Foreclosures of Massive Tupper ski space challenged in court docket

The slopes of the Big Tupper ski area on Mount Morris can be seen from the other Raquette Pond in Tupper Lake in 2018. (Photo – Aaron Cerbone, Adirondack Daily Enterprise)

An attempt by Franklin County to foreclose the Big Tupper Ski Area has stalled in court as owners and pledges attempt to break the foreclosure.

Tupper Lake Business Group asked the city if they could lease the property from its current owners so that people can relax there again. Tupper Lake Town supervisor Patti Littlefield, who also sits on the Big Tupper Task Force of the Leisure Development Group, said she would look into this, but added that there are no guarantees that it will work out.

“There are more what-ifs than anything,” she said.

Tupper Lakers have been waiting for the mountain to reopen for 22 years, with the exception of a few winters that were volunteer-run. Some had hoped the city could buy it at a reduced price if the county closed the property off.

The city built the ski area in the 1960s and operated it for two decades until it sold the property in 1987. Local businessmen Peter Day and LeRoy Pickering kept it going until they closed it in 1999 and it fell into disrepair.

In 2003, developers Michael Foxman and Tom Lawson planned to revitalize the ski area and build a resort and luxury home, the Adirondack Club and Resort, on it and the surrounding land. But after deadlocks from government agencies and lengthy legal disputes with environmentalists and creditors, the project ran out of momentum.

These litigation resulted in Foxman and Lawson owing hundreds of thousands of dollars in unpaid tax debt with Franklin County – the reason the county attempted foreclosure. In 2019, that debt totaled $ 393,198. Hundreds of thousands of dollars were also not paid to the law firms hired for these court battles – the reason for the liens that give law firms the right to own property instead of debt.

For several winters, volunteers have revived some parts of Big Tupper, but when the donated money ran out the mountain went dark.

The city has expressed an interest in buying the property from a possible foreclosure sale and has the first right to buy it from the county.

“That has been suppressed,” Littlefield said at a board meeting last week.

At least for now.

Real estate owners and law firms holding liens on the property have filed several service of answers with Franklin County Court contesting foreclosures on four properties – including the Mount Morris ski area and the location of a proposed marina on Big Tupper Lake. A reply service is a response to the foreclosure, and when this is the case, applicants try to dismiss the foreclosure.

Franklin County’s Treasurer Fran Perry said her office is working on a response in defense of the foreclosure proceedings and is confident it will be confirmed.

“Indeed, we obeyed all laws,” said Perry. “We’ll go and refute your point.”

The properties were removed from the immediate foreclosure list for a district auction in May, but not completely removed from the foreclosure list.

“It’s just a little delayed,” said Perry.

The lawsuits were filed by a number of real estate owners and law firms.

Foxman and Lawson companies own the four properties through Big Tupper LLC, Preserve Associates LLC, and Tupper Lake Boat Club LLC. ”

Perry said the LLCs received a tax certificate dating back to 2013 in January each year telling them they had delinquent taxes to pay, but the taxes were not paid.

“It’s a pretty normal occurrence,” Perry said of the response service. “I think it’s a delaying tactic.”

She said the answering service makes sure the county has dotted all “i” and “t” crossed.

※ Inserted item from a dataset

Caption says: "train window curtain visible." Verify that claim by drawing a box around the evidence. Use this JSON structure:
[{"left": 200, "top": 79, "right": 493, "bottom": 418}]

The law firms Shanley, Sweeney, Reilly and Allen and Whiteman Osterman and Hanna, who provided services to the owners, also submitted responses. This also applies to Bleeker St. LLC, the estate of James Robert Treadwell and James Robert Treadwell, the Baxter Group, Raymond L. Struble and Brian R. McNaught, who have mortgage liens.

The response service alleges that the county did not provide a reason for the measure, did not start foreclosure within the correct timeframe, did not disclose the amount of unpaid property taxes in 2013 and 2014, and did not report payments from other sources for those taxes.

Perry said the county would file its response with Franklin County Judge Robert Main Jr. in May.

Meanwhile, Tupper Lake Business Group’s PR manager Dan McClelland, who also owns and publishes the Tupper Lake Free Press newspaper, is hoping the town can work out a lease agreement with the owners so it can be used for skiing. Hiking, biking and snowshoeing.

He said at the time that the town was running the ski center it leased the property from the Oval Wood Dish Corporation. This would be a return to that system, he said.

“At the moment, people are using the property anyway. You are entering the house, ”said McClelland. “We just want to see it in the hands of the city so that the city can pay for the insurance needed to bring it to the public’s attention.”

The group’s long-term goal is still to find a public or private body to develop and operate the ski area. By the time the ski lifts can be rebuilt, McClelland wants people to be able to go up and down the mountain.

“It seems a shame to have such a place in the community and not open it to the public,” said McClelland. “We just want the city to be in control of it in some way.”